One undesirable side effect of EVIs may arise when the diversity of values in a column increases. Given enough new values, the system must delete the EVI and rebuild it, creating codes with more bits at every position on the vector. This maintenance issue doesn’t exist for bitmap indexes; new values simply result in the creation of a new bitmap without affecting existing ones.

Still, uncompressed bitmaps occupy much more storage than the corresponding EVIs for fields with more than a few distinct values. For a field with 255 distinct values, as in our example cars database, the EVI requires 10MB of storage. The corresponding uncompressed bitmaps, however, require 25531.25MB, which equals about 319MB of storage — just under 32 times as much. (Bear in mind that Oracle, Sybase IQ, and Model 204 compress bitmaps quite dramatically and would do much better.)

Prognosis

These are early days for EVIs. A recent invention, only one commercially available product — DB2 for OS/400 — has implemented them, and they are not yet widely used.

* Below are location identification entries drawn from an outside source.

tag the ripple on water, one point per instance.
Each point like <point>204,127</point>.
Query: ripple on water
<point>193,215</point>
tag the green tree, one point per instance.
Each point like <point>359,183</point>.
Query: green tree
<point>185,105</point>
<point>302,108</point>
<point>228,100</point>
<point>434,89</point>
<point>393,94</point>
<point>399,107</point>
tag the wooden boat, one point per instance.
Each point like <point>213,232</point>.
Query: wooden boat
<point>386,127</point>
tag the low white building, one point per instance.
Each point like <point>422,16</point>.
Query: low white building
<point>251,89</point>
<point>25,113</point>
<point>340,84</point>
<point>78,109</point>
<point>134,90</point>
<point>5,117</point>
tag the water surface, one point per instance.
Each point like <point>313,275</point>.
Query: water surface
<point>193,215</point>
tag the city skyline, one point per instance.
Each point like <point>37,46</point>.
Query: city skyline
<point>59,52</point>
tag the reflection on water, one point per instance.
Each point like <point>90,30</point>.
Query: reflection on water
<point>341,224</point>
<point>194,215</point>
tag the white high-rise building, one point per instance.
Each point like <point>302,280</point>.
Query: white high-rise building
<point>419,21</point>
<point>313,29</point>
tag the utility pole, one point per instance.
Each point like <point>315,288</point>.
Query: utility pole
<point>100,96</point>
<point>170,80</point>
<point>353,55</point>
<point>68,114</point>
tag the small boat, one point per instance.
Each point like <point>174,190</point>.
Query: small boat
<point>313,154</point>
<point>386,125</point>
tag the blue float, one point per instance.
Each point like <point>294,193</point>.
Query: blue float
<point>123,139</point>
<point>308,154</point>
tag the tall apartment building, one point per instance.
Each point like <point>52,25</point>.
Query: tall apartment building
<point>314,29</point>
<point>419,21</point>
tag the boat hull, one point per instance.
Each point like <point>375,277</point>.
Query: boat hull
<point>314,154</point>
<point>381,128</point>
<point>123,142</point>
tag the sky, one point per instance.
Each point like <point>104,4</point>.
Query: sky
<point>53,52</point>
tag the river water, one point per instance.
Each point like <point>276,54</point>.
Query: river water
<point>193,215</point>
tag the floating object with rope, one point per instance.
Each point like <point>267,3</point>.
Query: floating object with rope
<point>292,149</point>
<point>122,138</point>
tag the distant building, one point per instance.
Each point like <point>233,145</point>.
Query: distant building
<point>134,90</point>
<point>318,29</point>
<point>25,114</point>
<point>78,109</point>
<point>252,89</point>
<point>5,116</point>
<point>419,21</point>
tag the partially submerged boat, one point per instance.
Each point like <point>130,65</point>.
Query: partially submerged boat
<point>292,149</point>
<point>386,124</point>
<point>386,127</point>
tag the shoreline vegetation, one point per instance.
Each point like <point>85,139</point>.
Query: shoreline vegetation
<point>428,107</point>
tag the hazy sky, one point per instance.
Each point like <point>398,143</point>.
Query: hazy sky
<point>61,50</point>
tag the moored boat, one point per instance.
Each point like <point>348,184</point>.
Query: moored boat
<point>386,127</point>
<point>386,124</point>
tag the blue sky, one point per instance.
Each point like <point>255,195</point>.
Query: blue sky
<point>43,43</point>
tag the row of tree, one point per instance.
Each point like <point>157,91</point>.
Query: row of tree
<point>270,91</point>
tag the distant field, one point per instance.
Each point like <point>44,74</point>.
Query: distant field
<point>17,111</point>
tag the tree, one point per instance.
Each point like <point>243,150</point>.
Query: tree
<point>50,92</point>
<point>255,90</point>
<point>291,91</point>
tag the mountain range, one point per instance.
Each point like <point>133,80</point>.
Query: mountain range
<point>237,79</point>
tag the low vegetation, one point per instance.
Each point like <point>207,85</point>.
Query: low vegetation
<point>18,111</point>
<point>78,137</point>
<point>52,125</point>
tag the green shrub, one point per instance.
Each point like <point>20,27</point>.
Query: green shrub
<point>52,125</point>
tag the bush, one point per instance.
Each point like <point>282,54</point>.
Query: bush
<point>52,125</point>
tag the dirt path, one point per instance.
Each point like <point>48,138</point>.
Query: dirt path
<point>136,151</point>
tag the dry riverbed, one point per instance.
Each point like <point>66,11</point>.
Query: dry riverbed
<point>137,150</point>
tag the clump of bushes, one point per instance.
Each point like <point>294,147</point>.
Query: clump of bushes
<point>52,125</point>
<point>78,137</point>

Still, it looks as if EVIs will have a substantial, positive effect on the accessibility of data in large data warehouses. They benefit performance about as well as uncompressed stored bitmaps do, yet appear to be useful on a somewhat broader class of queries. Like bitmap indexes, EVIs will be many times more efficient than table scans and other traditional relational database techniques for many queries of practical importance. As with bitmap indexes, it is easy to construct practical examples in which EVIs would outperform traditional techniques by a factor of 10, 100, or even more.

To DB2 users, EVIs will represent a significant advance in performance — and one that changes the way DB2 data warehouses are designed — for the better.